The Fermi Bubbles are two huge structures “burped out” by the Milky Way’s supermassive black hole and visible in X-ray and gamma-ray light. NASA’s Goddard Space Flight Center

When seen in visible light, the Milky Way appears to be a relatively flat structure. Gamma-ray emission, on the other side, shows two massive structures billowing forth from the galaxy’s bulge like a giant hourglass. These structures, known as the Fermi Bubbles, are the result of the Milky Way’s supermassive black hole gorging itself on interstellar gas in the past. Using the Hubble Space Telescope (HST), astronomers have now determined just when these structured formed.

A team lead by Rongmon Bordoloi of the Massachusetts Institute of Technology utilized distant quasars to study the structure and motion of the northern Fermi Bubble, which rises 23,000 light-years above the plane of the Milky Way and contains enough cold gas to create 2 million Sun-size stars. By monitoring the ultraviolet light from 46 quasars with HST’s Cosmic Origins Spectrograph (COS) (and adding one quasar observation with HST’s Space Telescope Imaging Spectrograph), the team determined the age of the bubble: 6 to 9 million years.

Most galaxies contain a supermassive black hole at the center, and our Milky Way is no exception. Sgr A* resides in the Milky Way’s bulge and has a mass equivalent to 4.5 million solar masses. Sgr A* is now rather quiet, quietly accreting as the galaxy matures. Quasars, on the other hand, are young, giant supermassive black holes in the nuclei of galaxies in the early universe, sucking down tremendous amounts of gas and dust that flash brightly as the material is funneled into an accretion disk before passing into the black hole. Astronomers think that, like these younger black holes, our own supermassive black hole was once more active, when the galaxy was still growing and material for accretion was more plentiful.

Sometimes, though, material doesn’t actually make it all the way into the black hole. Matter can escape along the black hole’s spin axis, exiting the area — and often the galaxy altogether — as huge outflows that span tens or hundreds of thousands of light-years. Fermi Bubbles are such outflows in the Milky Way; they were found in 2015 and called after NASA’s Fermi Gamma-Ray Telescope, which discovered them.

To learn more about the sources of these fluxes, we need to know how they move. “We have traced the outflows of other galaxies, but we have never been able to actually map the motion of the gas,” said Bordoloi in a press release announcing his group’s results. The work was also reported in The Astrophysical Journal on January 10, 2017. “The only reason we could do it here is because we are inside the Milky Way. This vantage point gives us a front-row seat to map out the kinematic structure of the Milky Way outflow.”

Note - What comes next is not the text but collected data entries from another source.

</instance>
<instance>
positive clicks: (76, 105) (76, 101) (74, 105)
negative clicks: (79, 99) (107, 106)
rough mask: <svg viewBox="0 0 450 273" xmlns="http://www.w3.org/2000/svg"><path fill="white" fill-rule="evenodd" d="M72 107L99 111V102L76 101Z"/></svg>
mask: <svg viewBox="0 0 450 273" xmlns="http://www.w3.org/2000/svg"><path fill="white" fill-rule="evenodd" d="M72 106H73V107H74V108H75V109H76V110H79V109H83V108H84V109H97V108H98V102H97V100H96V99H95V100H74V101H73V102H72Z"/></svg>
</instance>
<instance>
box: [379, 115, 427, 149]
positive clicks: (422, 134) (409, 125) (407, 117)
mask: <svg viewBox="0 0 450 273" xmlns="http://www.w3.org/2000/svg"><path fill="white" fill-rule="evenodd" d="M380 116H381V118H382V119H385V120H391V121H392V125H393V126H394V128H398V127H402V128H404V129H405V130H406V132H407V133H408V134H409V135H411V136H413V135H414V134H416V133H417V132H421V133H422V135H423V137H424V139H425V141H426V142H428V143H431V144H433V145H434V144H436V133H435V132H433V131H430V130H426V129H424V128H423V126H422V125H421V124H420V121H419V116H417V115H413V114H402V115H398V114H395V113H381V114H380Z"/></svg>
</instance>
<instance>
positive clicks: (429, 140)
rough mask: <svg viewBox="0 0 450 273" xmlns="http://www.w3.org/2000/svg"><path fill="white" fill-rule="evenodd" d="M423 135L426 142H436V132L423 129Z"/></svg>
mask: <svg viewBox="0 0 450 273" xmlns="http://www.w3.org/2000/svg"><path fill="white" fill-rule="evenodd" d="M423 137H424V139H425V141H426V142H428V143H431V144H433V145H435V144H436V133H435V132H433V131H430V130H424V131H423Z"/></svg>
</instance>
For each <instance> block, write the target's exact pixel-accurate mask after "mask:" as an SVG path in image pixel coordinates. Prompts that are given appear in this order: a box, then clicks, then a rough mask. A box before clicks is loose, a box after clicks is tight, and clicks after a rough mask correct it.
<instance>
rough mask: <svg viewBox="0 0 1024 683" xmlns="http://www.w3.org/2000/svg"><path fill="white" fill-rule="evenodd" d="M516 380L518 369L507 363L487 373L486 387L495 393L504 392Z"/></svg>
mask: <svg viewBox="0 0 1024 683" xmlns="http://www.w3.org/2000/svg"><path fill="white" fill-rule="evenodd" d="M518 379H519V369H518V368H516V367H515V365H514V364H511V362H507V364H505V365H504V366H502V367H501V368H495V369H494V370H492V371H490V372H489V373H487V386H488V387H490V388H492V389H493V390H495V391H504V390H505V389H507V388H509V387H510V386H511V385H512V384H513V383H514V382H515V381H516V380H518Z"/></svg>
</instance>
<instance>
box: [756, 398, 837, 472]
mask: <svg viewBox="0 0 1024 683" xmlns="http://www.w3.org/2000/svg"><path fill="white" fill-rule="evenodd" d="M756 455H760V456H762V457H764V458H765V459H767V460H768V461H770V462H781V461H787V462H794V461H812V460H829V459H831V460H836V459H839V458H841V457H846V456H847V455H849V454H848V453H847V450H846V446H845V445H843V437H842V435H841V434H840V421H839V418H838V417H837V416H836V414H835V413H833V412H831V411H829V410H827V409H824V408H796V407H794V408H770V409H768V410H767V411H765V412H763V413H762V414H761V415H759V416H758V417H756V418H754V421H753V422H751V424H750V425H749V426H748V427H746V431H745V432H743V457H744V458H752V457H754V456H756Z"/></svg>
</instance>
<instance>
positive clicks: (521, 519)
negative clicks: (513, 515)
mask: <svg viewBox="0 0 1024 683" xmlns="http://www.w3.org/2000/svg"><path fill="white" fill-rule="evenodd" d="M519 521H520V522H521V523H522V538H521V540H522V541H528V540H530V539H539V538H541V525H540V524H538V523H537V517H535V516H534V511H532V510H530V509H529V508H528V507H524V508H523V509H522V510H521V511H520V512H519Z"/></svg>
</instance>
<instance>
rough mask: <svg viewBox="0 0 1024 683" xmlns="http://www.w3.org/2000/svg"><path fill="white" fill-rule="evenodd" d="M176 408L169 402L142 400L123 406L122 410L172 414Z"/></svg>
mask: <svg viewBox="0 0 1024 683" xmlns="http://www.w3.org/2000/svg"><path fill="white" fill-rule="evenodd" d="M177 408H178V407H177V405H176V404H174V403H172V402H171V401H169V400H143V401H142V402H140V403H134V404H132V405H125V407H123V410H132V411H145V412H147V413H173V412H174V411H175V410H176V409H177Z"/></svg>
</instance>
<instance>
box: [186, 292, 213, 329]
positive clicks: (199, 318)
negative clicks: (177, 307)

As the quasars’ light travels through the bubble to reach Earth, it highlights the gas in the bubble itself, allowing astronomers to determine information such as its chemical composition, temperature, and motion. The “cool” gas in the northern Fermi Bubble, which contains components like silicon and carbon, has been recorded to travel at 2 million miles per hour (3 million kph) and reach temperatures of 17,700 degrees Fahrenheit (9,800 degrees Celsius).

Such chilly gas is most likely gas from the galaxy’s disk that has been swept up by and merged into the outflow, which has temperatures of up to 18 million degrees F (nearly 10 million degrees C). It is these high temperatures that cause the gas to shine in energetic light, such as gamma rays.

Astronomers utilized the velocity of the gas — its speed and direction of travel — to turn back the clock and pinpoint when the gas began moving. This is also the last known “big meal” had by Sgr A*, who hasn’t been able to eat such a huge amount of matter since.

“What we find is that a very strong, energetic event happened 6 million to 9 million years ago,” Bordoloi explained. “It may have been a cloud of gas flowing into the black hole, which fired off jets of matter, forming the twin lobes of hot gas seen in X-ray and gamma-ray observations. Ever since then, the black hole has just been eating snacks.”